Incentives for rural GPs
Financial incentives for rural GPs and GP registrars
In addition to diverse medicine and country living, rural practice offers good financial incentives.
Most financial incentives are funded by the Australian Government to attract GPs, GP registrars and medical students to areas most in need of professional medical personnel. Here’s what’s on offer. Note only some apply to GP registrars.
Just yesterday I saw a brand new baby and then an 85-year-old gentleman and everybody in between. You have variety and diversity in both presentations and ages of patients. So you have to be a good generalist.Dr Trish Rathie, GP in Toowoomba
Opportunities for GP registrars
General Practice Rural Incentives Program (GPRIP)
Many regional and rural areas experience a shortage of medical staff, including medical students, registrars and GPs.
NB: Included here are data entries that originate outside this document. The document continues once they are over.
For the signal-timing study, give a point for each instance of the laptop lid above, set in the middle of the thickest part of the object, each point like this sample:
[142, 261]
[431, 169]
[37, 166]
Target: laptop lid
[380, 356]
The government launched GPRIP to address this. Guidelines and category boundaries were recently revised, and the more remote locations result in increased incentive payments.
Participants in the program get paid after they’ve completed either eight active quarters providing Medicare services in MMM 3–5 areas or four active quarters in MMM 6–7 areas. An ‘active’ quarter is defined as ‘one where the value of Medicare billed items for eligible services provided in eligible locations meets the minimum $6,000. A full payment will be earned where the maximum threshold of $30,000 or more of eligible billing is reached per quarter’.
Each consecutive year of service entitles you to more money. You can also take leave of up to five years without losing your current status level.
Rural rent and travel subsidies
GPTQ registrars who work in rural areas may be eligible for rent and travel subsidies.
Opportunities for medical students
Rural Elective Bursary
The Australian Medical Students’ Association offers a reimbursement cost of up to $1,000 for students undertaking a four-week elective placement in a rural area or Aboriginal Medical Service. It’s open to all Australian medical students who are members of their university’s rural health club.
John Flynn Placement Program
This program is run by the Rural Workforce Agency Network and is open to all Australian medical students, with a limit of 300 places per year. If accepted, you’ll participate in four annual two-week placements with a rural doctor as they go about their everyday practice. This mentoring relationship will give you insights into a diverse range of health settings and situations that are unique challenges to rural health care. You’ll be expected to immerse yourself in the local community; you’ll live with a local host and be connected to a local person or organisation to help you get involved with social and cultural experiences of that community. You’ll receive a weekly stipend in addition to your travel and accommodation costs, plus valuable rural medicine experience.
Opportunities for GPs
Rural Locum Education Assistance Program (LEAP)
Locum work cannot be part of GP training, but is an option once you’re a registered GP. This program, funded by the Australian Government, aims to increase the number of GP locums available in rural Australia. It targets urban GPs who have an interest in becoming a rural locum. You can earn a one-off incentive of $6,000 to undertake emergency medicine training to upskill you for a rural sojourn. You must also agree to take up a position as a general practice locum in rural and remote Australia for a period of four weeks (20 working days) over two years. You don’t have to live in the community permanently, although once you go rural and discover its charms, you might just change your mind!
Rural Procedural Grants Program (RPGP)
Another ‘get paid to train’ incentive is the RPGP. Through this program, rural GPs who perform ‘procedural’ tasks in their practice can receive $2,000 per training day for up to 10 days per financial year. If you have ER duties at a rural hospital, you can receive up to three days of eligible training stipend per financial year. The only catch is the training must enhance your GP clinical skills and you must apply and be accepted for the grant before you do the training. If you think you qualify, you need to submit an ‘Application to Register’ for the RPGP through either RACGP or ACRRM, with supporting documentation.
General Practitioner Procedural Training Support Program – Obstetrics (GPPTSP)
How does $40,000 to undertake an advanced diploma in obstetrics sound? That’s what’s on offer if you’re a rural-based GP with an interest in this area. This Commonwealth Government subsidy was introduced to improve access to obstetric services for women living in remote areas of Australia. GPs are paid to train as they undertake an Advanced Diploma of the Royal Australian and New Zealand College of Obstetricians and Gynaecologists (DRANZCOG Advanced).
Changes at the last federal election mean applications for the next round of this program have been delayed, so keep an eye on RANCOG’s website for updates.